I watch a YouTube video about Edward Hopper. I have a poet friend very much interested in Hopper and we exchanged some email concerning Hopper and the knee-jerk assumption of loneliness in his paintings. There’s so much more than mere loneliness going on in his paintings. As for YouTube, it’s become a major feature of my life. I listen to music almost constantly. When I saw the reference to Hopper in the YouTube feed, it was a little disquieting, a sure sign of surveillance. Most of the time, I’m amused by the choices the algorithms cough up, depending on the patterns of my listening history. Lots of classical (Bach, Mozart, Vivaldi) and lots of rock, The Kills, Mark Lanegan, Bob Dylan, Karen Carpenter. Yes, Karen Carpenter. That one surprised me. But her voice is sublime. Likewise Yvonne Elliman, Etta James and Aretha Franklin. And whenever the upstairs neighbors starts banging around in the kitchen I go in search of big sounds, full sounds, a density of music whose volumes and intricacies are oceanic. 

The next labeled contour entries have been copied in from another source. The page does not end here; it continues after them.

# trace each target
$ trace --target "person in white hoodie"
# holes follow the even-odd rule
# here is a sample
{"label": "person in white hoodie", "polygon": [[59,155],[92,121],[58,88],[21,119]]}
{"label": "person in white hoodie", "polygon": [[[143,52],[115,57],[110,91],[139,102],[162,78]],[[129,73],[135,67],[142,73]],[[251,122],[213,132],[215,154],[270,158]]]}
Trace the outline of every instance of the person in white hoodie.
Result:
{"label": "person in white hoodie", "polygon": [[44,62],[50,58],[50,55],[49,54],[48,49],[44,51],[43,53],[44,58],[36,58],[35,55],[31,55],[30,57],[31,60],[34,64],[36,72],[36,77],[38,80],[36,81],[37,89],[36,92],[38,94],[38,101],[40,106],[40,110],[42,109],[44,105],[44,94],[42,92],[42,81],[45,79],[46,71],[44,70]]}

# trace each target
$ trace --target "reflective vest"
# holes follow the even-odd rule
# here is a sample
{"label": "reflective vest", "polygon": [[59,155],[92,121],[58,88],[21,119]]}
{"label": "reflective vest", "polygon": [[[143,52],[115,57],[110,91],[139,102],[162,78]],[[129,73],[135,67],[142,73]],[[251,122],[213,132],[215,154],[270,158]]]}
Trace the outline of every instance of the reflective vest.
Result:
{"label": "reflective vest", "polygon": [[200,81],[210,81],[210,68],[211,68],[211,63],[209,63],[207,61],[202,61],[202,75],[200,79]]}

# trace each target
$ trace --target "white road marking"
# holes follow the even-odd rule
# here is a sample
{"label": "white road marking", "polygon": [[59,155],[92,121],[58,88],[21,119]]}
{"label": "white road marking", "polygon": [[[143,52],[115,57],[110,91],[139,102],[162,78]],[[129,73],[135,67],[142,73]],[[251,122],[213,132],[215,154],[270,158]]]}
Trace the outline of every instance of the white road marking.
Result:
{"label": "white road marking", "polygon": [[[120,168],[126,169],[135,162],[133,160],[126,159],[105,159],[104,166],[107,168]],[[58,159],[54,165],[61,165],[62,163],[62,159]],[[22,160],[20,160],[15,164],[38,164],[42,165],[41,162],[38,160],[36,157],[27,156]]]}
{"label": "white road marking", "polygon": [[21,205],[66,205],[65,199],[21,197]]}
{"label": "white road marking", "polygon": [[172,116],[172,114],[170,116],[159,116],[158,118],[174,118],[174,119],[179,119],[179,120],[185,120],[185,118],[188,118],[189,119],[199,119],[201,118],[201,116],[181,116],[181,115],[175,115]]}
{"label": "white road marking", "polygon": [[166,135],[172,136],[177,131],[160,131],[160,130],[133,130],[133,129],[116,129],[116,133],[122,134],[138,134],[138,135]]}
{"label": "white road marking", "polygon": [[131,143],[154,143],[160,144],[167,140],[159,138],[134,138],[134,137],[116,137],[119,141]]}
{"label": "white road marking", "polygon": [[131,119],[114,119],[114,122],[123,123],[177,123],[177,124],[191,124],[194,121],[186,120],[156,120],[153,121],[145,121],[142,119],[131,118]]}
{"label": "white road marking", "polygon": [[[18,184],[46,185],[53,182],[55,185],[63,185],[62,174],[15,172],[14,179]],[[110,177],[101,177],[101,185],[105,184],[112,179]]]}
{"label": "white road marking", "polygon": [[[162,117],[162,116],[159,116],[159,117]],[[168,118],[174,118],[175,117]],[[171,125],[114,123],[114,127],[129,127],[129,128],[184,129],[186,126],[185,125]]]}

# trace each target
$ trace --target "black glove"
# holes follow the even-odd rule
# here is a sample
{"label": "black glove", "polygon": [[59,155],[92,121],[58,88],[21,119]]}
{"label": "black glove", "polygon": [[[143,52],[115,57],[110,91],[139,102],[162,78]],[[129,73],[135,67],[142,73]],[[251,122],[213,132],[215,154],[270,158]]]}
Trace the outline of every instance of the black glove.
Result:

I listen to music a lot, generally on earphones. It’s become an environment, an immersion, like Jonah in the whale. In a real whale you’d be mucking about in krill and hydrochloric acid. But this is an allegorical whale. The immersion is biblical. It’s in the belly of the whale that Jonah finds revelation, a dissolution of the ego that leads to a divine understanding. Immersion is conversion. Consciousness becomes cosmic. Oceanic. And when the whale vomits Jonah on a beach, he becomes a mighty surfer, and people come to listen to his story of immersion at night before a flaming bonfire, which I just now added, because I like bonfires, they remind me of good times, and because I’m a whale. The universe is a perpetual, protean swarming of things, a theatre of ephemeral phenomena. We’re processes. We’re flux. And 180 tons of blubber.